The management middleware contains the new system-level functionality that is unique to high availability systems to provide fault management and configuration management capabilities. While it is not required that this be separately developed and integrated into the system, by defining this as a separate building block and standardizing the interfaces to the management middleware from all other building blocks, it becomes possible to achieve the open-architecture high availability systems much more quickly. Note that the interface to the hardware is shown going through the operating system. Access to the hardware is handled by device drivers in the OS but the semantics of the interface are defined by the underlying hardware.
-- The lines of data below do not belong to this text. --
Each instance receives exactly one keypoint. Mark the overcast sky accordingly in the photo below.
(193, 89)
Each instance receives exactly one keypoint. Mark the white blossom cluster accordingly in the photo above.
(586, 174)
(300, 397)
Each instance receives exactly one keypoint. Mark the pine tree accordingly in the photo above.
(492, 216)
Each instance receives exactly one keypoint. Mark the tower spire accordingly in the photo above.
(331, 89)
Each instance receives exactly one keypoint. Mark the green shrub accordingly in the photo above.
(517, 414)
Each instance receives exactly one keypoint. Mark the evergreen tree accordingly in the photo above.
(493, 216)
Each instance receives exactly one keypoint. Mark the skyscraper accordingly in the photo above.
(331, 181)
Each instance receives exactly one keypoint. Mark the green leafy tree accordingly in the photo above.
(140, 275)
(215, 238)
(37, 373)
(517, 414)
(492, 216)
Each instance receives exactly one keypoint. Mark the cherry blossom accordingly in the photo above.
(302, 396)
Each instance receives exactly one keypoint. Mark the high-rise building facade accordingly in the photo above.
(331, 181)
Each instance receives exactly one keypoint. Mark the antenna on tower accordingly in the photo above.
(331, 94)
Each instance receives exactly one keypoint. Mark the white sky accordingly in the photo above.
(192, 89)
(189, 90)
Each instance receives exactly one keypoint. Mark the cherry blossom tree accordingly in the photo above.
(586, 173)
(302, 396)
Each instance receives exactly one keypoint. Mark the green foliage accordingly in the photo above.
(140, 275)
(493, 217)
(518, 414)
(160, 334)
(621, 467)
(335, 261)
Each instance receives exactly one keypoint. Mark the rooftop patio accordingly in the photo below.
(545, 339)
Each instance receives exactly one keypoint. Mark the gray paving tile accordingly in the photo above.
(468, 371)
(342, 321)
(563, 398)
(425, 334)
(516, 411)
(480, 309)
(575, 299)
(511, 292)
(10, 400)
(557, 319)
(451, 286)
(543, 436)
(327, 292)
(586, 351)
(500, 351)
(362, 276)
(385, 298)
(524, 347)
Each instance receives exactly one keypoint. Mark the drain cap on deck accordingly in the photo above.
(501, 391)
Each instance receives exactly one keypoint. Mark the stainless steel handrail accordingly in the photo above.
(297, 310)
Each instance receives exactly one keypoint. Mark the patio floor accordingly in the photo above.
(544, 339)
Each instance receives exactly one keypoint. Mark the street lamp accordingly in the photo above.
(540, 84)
The other middleware consists of software packages which add additional capabilities to an operating system such as database management or communication protocol processing.
Middleware often contains direct interfaces to the operating system, to hardware devices (accessed through the operating system via device drivers – indicated by the arrow passing through the operating system level to the hardware platform), and to application software. To be incorporated well into a high availability system, middleware packages should also export a management interface for fault and configuration management within the middleware.
The application software may or may not be aware of the high availability system infrastructure. To support the cases where it is, there must be an interface between the application software and the management middleware. This interface makes the application itself manageable, and may provide access to services unique to the high availability system such as checkpointing application state or heartbeating. Other than this interface, application software will generally interact with the rest of the building blocks (operating system and other middleware) no differently than in non-high availability systems.